Vitamin D and exercise improve VEGF-B production and IGF-1 levels in diabetic rats: insights the role of miR-1 suppression.

Background: Type 2 Diabetes Mellitus (T2DM) is closely associated with the development of vascular damage in the heart. In this study, the researchers aimed to determine whether Aerobic Training (AT) and Vitamin D supplementation (Vit D) could alleviate heart complications and vascular damage caused by diabetes. The effects of an eight-week AT program and Vit D on the expression of miR-1, IGF-1 genes, and VEGF-B in the cardiomyocytes of rats with T2DM.

Methods: This study was an experimental investigation. Fifty male Wistar rats were divided into 2 groups Non-Diabetic Obese Control (NC; n = 10), and diabetic (n = 40). The rats were then randomly divided into four groups: AT plus Vit D (AT + Vit D; n-=10), AT (n = 10), Vit D (Vit D; n = 10), and Control Diabetic (C; n = 10). The exercise groups underwent treadmill training for 8 weeks at an aerobic intensity equal to 50-60% of their maximal oxygen uptake (VO2max), which corresponded to a speed of 15-25 m/min at a 0% incline, for 30-60 min per day, 5 days per week. The Vit D and AT + Vit D groups received 5,000 international units (IU) of Vitamin D (combined with sesame oil) per week via a single-dose injection. Data were analyzed using one-way analysis of variance (ANOVA) followed by Tukey's post-hoc test for multiple comparisons among the groups. Paired data were analyzed using paired t-tests.

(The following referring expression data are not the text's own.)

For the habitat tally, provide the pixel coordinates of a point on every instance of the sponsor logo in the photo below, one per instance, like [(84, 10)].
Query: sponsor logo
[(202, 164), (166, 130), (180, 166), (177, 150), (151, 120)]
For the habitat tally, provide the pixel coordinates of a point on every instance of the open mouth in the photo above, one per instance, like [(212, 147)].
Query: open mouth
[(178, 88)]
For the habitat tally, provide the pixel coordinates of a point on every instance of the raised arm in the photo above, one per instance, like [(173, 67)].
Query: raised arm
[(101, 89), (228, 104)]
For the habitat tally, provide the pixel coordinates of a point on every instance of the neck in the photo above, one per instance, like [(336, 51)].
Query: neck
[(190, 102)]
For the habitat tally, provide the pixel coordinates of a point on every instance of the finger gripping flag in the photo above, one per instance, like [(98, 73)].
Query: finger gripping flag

Results: The results showed that BW, BMI, and FI significantly decreased in the AT + Vit D (p = 0.001 for all variables), AT (p = 0.001 for all variables), and Vit D (p = 0.001 for all variables) groups compared to baseline. In contrast, BW, BMI, and FI increased in the C (p = 0.001, p = 0.006, p = 0.020, respectively) and NC (p = 0.001 for all variables) groups. Significant differences were observed between the groups in terms of visceral fat, insulin, glucose, and HOMA-IR (p = 0.001 for all variables). Serum 25-hydroxyvitamin D levels varied significantly among the groups (p = 0.002). The AT + Vit D group showed significantly increased VEGF-B (p = 0.001 for both comparisons), upregulated IGF-1 (p = 0.001 for both comparisons), and downregulated miR-1 (p = 0.001 for both comparisons) compared to the AT and Vit D groups, respectively.

Conclusions: AT and Vit D increased the expression of IGF-1 and VEGF-B in the heart of T2DM rats while decreasing the expression of miR-1. These effects were more pronounced when AT and Vit D were combined. The study concludes that the combination of AT and Vit D has cardio-protective effects in T2DM rats, counteracting abnormal angiogenesis induced by diabetes. These effects are mediated, at least in part, by the upregulation of IGF-1 and VEGF-B, and the downregulation of miR-1.